Controversy has surrounded the school since its inception, on the grounds that it is a religious institution that is funded by the state. The Statewide Virtual Charter School Board approved a contract with the school on Oct. 9, 2023, making it the nation’s first state-funded religious school. 11 days later, Oklahoma Attorney General Gentner Drummond sued the board for its decision.

In a statement on the day the lawsuit was filed, Drummond said the board members “violated the religious liberty of every Oklahoman by forcing us to fund the teachings of a specific religious sect with our tax dollars.” He also said he is prepared to litigate the issue to the U.S. Supreme Court if he has to.

“There is no religious freedom in compelling Oklahomans to fund religions that may violate their own deeply held beliefs,” Gentner argued.  “The framers of the U.S. Constitution and those who drafted Oklahoma’s Constitution clearly understood how best to protect religious freedom: by preventing the State from sponsoring any religion at all.”

Not much has happened in the case since, but the Oklahoma Supreme Court announced in February that it set Tuesday, April 2, to hear oral arguments from both sides. A spokesperson for Gentner declined a Crux request for comment on the school accepting applications, citing the ongoing litigation.

The school faces a second lawsuit filed last July by Americans United for the Separation of Church and State, the ACLU, the Education Law Center, Freedom from Religion Foundation, and others. That case got a new judge assigned to it last month. No hearing dates have been set.

Asked by Crux what, if any, contingency plans are in place for enrolled students if the school loses either of the lawsuits John Helsley, the director of communications for the Archdiocese of Oklahoma City who is listed as the school’s media contact, declined to comment citing the ongoing litigation. School officials did not reply to a Crux request for comment on the same information.

Both parties also declined a Crux request to comment on the school’s staffing numbers. Listed on the school’s website are a principal, assistant principal, director of Catholic education, and a director of special education. The school is hiring “Teachers: all grade levels K-12 and subject areas,” according to the website.

In the letter, Konderla also gives more insight into the school’s model.

Konderla said that the school will have a faith formation and sacramental life program intended to support both the domestic church and the local parish community. He said once the geographic information of the students is known, the school will seek out partner parishes willing to serve as hubs for occasional gatherings of local students. These are spaces where students, parents and educators can gather for Mass, confession, academic electives, tutoring and extracurricular activities once or twice a month, he said.

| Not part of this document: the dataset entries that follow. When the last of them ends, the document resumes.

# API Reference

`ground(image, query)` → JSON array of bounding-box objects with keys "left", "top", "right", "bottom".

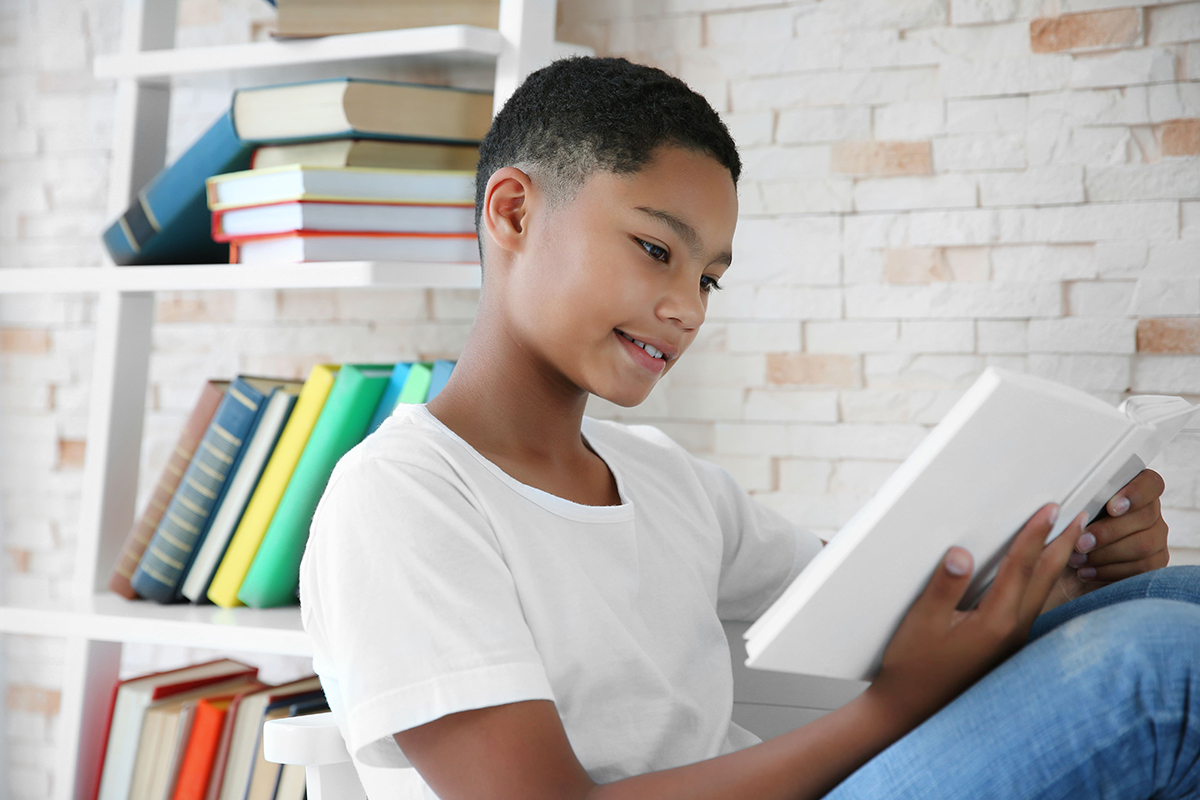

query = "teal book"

[
  {"left": 365, "top": 362, "right": 412, "bottom": 435},
  {"left": 397, "top": 362, "right": 434, "bottom": 405},
  {"left": 130, "top": 376, "right": 298, "bottom": 603},
  {"left": 102, "top": 78, "right": 493, "bottom": 266},
  {"left": 426, "top": 359, "right": 455, "bottom": 400},
  {"left": 236, "top": 364, "right": 394, "bottom": 608}
]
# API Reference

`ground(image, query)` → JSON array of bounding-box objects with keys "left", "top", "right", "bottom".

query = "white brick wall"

[{"left": 2, "top": 0, "right": 1200, "bottom": 796}]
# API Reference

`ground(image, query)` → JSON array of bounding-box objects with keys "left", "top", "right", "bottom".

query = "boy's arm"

[{"left": 395, "top": 505, "right": 1086, "bottom": 800}]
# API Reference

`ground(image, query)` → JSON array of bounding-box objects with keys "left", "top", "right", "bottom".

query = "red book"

[
  {"left": 107, "top": 381, "right": 227, "bottom": 599},
  {"left": 90, "top": 660, "right": 258, "bottom": 800},
  {"left": 170, "top": 690, "right": 258, "bottom": 800}
]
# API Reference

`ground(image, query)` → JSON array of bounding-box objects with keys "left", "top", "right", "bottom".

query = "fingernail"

[
  {"left": 1078, "top": 567, "right": 1097, "bottom": 580},
  {"left": 1048, "top": 505, "right": 1060, "bottom": 526},
  {"left": 1110, "top": 497, "right": 1130, "bottom": 516},
  {"left": 1077, "top": 532, "right": 1096, "bottom": 552},
  {"left": 1069, "top": 552, "right": 1088, "bottom": 567},
  {"left": 946, "top": 551, "right": 971, "bottom": 576}
]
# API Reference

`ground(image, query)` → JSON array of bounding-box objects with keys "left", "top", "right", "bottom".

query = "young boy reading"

[{"left": 300, "top": 57, "right": 1200, "bottom": 799}]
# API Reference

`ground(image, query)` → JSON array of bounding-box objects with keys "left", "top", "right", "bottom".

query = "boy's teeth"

[{"left": 619, "top": 330, "right": 665, "bottom": 360}]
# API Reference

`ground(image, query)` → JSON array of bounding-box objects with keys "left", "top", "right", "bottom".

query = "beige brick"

[
  {"left": 155, "top": 292, "right": 235, "bottom": 323},
  {"left": 0, "top": 328, "right": 52, "bottom": 354},
  {"left": 6, "top": 684, "right": 60, "bottom": 716},
  {"left": 1137, "top": 319, "right": 1200, "bottom": 354},
  {"left": 7, "top": 548, "right": 31, "bottom": 573},
  {"left": 884, "top": 248, "right": 950, "bottom": 283},
  {"left": 766, "top": 354, "right": 861, "bottom": 388},
  {"left": 1030, "top": 8, "right": 1142, "bottom": 54},
  {"left": 1163, "top": 119, "right": 1200, "bottom": 156},
  {"left": 56, "top": 438, "right": 85, "bottom": 469},
  {"left": 831, "top": 140, "right": 931, "bottom": 176}
]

In general, Konderla said that the catechetical formation and sacramental life of the Catholic students will include online prayer services, scripture study, the Rosary, theology classes, study of the saints, virtue development, and service to a family and community – all of which non-Catholic students can participate.

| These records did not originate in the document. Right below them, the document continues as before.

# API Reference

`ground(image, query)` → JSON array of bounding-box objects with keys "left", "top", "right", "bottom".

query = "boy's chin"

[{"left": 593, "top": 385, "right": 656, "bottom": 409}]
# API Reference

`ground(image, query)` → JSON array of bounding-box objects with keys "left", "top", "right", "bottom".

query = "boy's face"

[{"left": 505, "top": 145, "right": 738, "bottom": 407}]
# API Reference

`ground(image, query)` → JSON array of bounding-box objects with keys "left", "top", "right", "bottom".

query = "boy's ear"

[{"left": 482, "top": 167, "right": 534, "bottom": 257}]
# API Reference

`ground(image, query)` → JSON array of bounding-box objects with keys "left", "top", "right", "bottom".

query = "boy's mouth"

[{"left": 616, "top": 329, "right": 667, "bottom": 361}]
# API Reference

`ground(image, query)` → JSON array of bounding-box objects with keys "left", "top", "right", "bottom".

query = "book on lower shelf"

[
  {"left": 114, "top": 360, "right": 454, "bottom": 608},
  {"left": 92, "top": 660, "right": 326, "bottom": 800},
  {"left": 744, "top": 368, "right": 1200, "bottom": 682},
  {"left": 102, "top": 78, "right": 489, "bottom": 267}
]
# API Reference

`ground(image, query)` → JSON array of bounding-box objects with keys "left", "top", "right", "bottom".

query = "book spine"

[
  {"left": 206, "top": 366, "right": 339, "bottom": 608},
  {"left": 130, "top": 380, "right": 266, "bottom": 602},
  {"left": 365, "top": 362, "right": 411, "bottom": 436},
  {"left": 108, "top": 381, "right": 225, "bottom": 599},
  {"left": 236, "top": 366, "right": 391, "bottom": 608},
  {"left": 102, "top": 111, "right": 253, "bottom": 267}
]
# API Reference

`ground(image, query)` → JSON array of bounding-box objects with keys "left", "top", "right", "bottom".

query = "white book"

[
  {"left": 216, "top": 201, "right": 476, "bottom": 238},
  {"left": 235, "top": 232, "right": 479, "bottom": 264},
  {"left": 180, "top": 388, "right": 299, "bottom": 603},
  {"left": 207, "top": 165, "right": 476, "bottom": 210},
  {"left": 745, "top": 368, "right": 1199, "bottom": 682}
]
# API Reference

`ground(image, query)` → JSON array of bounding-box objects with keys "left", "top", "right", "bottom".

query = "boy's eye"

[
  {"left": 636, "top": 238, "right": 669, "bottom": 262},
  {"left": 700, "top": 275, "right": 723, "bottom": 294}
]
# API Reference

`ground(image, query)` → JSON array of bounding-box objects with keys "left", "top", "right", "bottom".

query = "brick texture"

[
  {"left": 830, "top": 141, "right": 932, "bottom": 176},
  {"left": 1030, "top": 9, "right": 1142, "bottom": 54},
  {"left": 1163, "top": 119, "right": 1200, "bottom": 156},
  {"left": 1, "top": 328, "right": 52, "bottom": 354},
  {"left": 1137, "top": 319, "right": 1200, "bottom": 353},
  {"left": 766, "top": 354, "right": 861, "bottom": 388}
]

Konderla said that the school will have two all-school Masses each year – one in the Archdiocese of Oklahoma City and one in the Diocese of Tulsa, Konderla said. All other Masses will be served through a family’s local parish or parishes willing to serve as hub locations.

As for the curriculum, Konderla said the school will follow a Catholic liberal education, and all curriculum resources will be chosen in all subjects “to enlighten and strengthen the intellectual capacity of children to seek truth through faith and reason.” He added that for learning the school will utilize Google Chromebooks and hands-on materials.

“For our Catholic families, this is a tremendous pastoral opportunity to assist in passing on the Catholic faith to their children,” Konderla said. “For all students, it is an opportunity to be formed in what is true, good, and beautiful.”